Die plötzliche Erkenntnis ließ sie benommen zurück. Esindio war ihr erst vor wenigen Tagen durch seine charmante Art aufgefallen. Sie erinnerte sich, wie höflich er ihren Namen ausgesprochen und wie freundlich er sie angelächelt hatte. Ein einfacher Mann, dessen warme, freundliche Ausstrahlung sich deutlich von der Kälte und Arroganz vieler Adliger abhob. Sie hatte den Gedanken, dass er attraktiv war, unterdrückt. Aber jetzt …
Jetzt war er hier, nackt und scheinbar tief schlafend, und das Gefühl, das Orleane erfasste, war überwältigend. Was um alles in der Welt war geschehen? Wie war sie hier gelandet, in dieser Lage, die alles zu ruinieren drohte?
Orleane spürte, wie sich ihre Wangen röteten, eine heiße, brennende Scham und eine kalte Angst in ihrem Inneren tobten. Ihr Magen zog sich schmerzhaft zusammen, während sie auf die wohlgeformten Linien von Esindios Körper starrte, die sich auf dem Sofa abzeichneten. Wie konnte sie sich je wieder vor Dareius oder Cariana zeigen? Die Nacht mit Cariana zu verbringen war schon schlimm genug, aber dass auch Esindio in diese Sache verwickelt war – das machte es zu einem drohenden Skandal, der sie beide ins Unglück stürzen konnte.
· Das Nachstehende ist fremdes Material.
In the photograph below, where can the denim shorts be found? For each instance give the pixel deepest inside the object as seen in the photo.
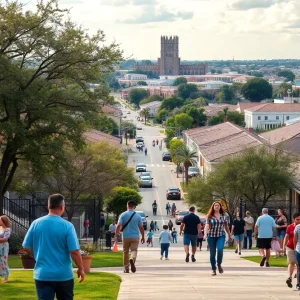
(239, 237)
(190, 239)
Sie versuchte, ihre Gedanken zu ordnen, während ihr Herz wild in ihrer Brust pochte. Mit einer fast mechanischen Bewegung löste sie sich vorsichtig aus Carianas Armen und setzte sich langsam auf. Das kühle Leder der Bettkante fühlte sich hart und kalt an unter ihren Füßen. Sie warf einen flüchtigen Blick auf Cariana, die noch tief und ruhig schlief, eine Hand leicht ausgestreckt, als wollte sie nach Orleane greifen. Dann wanderte ihr Blick wieder zu Esindio. Selbst im Schlaf wirkte seine Physis noch beeindruckend.
Orleane schloss die Augen und atmete flach. Sie zwang sich, die drängende Panik beiseitezuschieben und einen klaren Kopf zu bewahren. Sie brauchte Kleidung. Und sie musste herausfinden, was hier geschehen war – was genau sie und die anderen in diese Situation gebracht hatte.


Carianas dritter Traum
Cariana fand sich wieder in einer vertrauten Szenerie: Es war ein kleiner Turnierplatz, irgendwo in Albernia, umgeben von grünen Hügeln und einer leichten Brise, die den Duft von Frühling und frischem Gras trug. Die strahlende Sonne schien sanft und warm. Es musste vor etwa zehn Götterläufen gewesen sein.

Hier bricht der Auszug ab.